AKT1, CASP3, FOS, MMP9, MAPK3, and PTGS2 are enriched in the TNF signaling pathway, This pathway mainly involved in immune function and inflammatory response, and is associated with the PI3K/AKT and MAPK signaling pathways. TNF-α, a key protein in the TNF signaling pathway, could upregulate Blimp1 expression by inhibiting PI3K/AKT signaling pathway, promote osteoclastogenesis, and lead to bone resorption [61]. Through NF-kB and p38/MAPK signaling pathways, TNF-α significantly promoted the production of MMP-3 in cementoblasts, which may involve in the degradation or remodeling of periodontal tissue.

Combined with the results of molecular docking, we can speculate that baicalein may act on key signaling pathways like the TNF, PI3K-AKT, HIF-1 and MAPK through core targets such as MMP9, TNF-α, FOS, MAPK3 and AKT1 to inhibit the expression of pro-inflammatory factors and local inflammatory responses, to reduce apoptosis and collagen degradation, and to promote the proliferation and differentiation of osteoblasts for the treatment of periodontal disease.
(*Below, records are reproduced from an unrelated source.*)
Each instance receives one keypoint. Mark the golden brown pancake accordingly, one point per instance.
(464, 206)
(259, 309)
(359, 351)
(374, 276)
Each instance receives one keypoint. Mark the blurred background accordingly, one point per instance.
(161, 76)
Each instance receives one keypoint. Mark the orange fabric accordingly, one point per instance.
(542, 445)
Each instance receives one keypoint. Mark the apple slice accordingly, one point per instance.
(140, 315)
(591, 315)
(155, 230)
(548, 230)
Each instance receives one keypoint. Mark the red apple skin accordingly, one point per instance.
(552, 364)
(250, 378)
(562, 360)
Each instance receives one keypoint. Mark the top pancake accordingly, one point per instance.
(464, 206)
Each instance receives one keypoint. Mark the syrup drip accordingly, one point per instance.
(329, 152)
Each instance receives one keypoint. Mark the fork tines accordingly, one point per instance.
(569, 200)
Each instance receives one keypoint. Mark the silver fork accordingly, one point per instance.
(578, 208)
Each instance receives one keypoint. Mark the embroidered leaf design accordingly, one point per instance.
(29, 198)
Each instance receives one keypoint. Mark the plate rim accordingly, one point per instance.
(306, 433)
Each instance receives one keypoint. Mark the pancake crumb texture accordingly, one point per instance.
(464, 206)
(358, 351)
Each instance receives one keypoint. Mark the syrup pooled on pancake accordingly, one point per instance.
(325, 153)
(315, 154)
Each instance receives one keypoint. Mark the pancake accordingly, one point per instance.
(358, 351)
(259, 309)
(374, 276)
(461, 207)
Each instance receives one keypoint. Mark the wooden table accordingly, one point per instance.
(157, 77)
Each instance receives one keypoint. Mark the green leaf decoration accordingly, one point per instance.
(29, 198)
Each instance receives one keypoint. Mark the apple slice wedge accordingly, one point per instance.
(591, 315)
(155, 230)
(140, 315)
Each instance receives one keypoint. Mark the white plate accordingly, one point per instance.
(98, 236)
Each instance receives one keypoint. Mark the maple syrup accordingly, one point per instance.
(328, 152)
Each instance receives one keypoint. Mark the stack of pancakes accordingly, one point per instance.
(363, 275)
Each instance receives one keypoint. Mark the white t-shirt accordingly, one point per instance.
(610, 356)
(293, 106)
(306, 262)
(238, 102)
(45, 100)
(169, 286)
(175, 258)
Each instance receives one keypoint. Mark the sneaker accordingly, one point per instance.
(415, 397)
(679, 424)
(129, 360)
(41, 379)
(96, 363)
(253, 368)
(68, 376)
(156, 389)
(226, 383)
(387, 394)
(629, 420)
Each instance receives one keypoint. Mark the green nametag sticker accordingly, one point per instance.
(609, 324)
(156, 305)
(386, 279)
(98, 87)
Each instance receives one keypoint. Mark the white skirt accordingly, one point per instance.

Macrophages, as an important component of the host defense system, play an important role in tissue destruction and bone resorption. They are also closely associated with the development of periodontitis. As resident cells or monocyte-derived cells recruited after inflammation, phagocytic capacity of macrophages is a key factor in the development of acquired immunity [62]. Macrophages have a high degree of cellular plasticity and are able to respond to different environmental signals. Upon activation, macrophages can differentiate into M1 (classical) or M2 (alternative) phenotype. M1 type has a pro-inflammatory effect manifested by increased secretion of inflammatory cytokines such as TNF-α, MMP-9, IL-6 and MCP1. iNOS is an M1 type macrophage marker. Under the stimulation of inflammatory cytokines such as TNF-α, IL-6 and IL-1β, the body can express iNOS, which can catalyze the synthesis of a large amount of nitric oxide. NO exacerbates autoimmune tissue damage by stimulating the inflammatory response of macrophages and promoting inflammation or cytotoxicity in peripheral cells [63].

In this study, we used P.g-LPS induced macrophages to construct periodontitis model in vitro, and observed the effect of baicalein on periodontitis cell model. Immunofluorescence results showed baicalein down-regulated the expression of iNOS, which indicated the reduction of M1 macrophages. RT-qPCR and ELISA results showed the expression of MMP-9, TNF-α, IL-6 and MCP1 were all significantly reduced both at the mRNA level and the protein level. Through cellular experiments, we could find that 10, 1, and 0.1 µM baicalein inhibited the expression of pro-inflammatory factors and the polarization toward M1 type without affecting macrophage viability, and significantly reduced P.g-LPS induced cellular inflammation.

Conclusion

In this study, through an in-depth analysis of the pharmacological mechanism of baicalein by combining network pharmacology with molecular docking, we found that baicalein acts on multiple targets and proteins of multiple signaling pathways, intervenes inflammation and delays the progression of periodontitis. In vitro cellular assays further confirmed the inhibitory effect of baicalein on the secretion of inflammatory cytokines in LPS-activated THP-1 cells. In the follow-up study, we plan to design in vivo animal pharmacological experiments to make an in-depth observation on the mechanism of baicalein in treating periodontitis and to provide more references for its clinical application and development.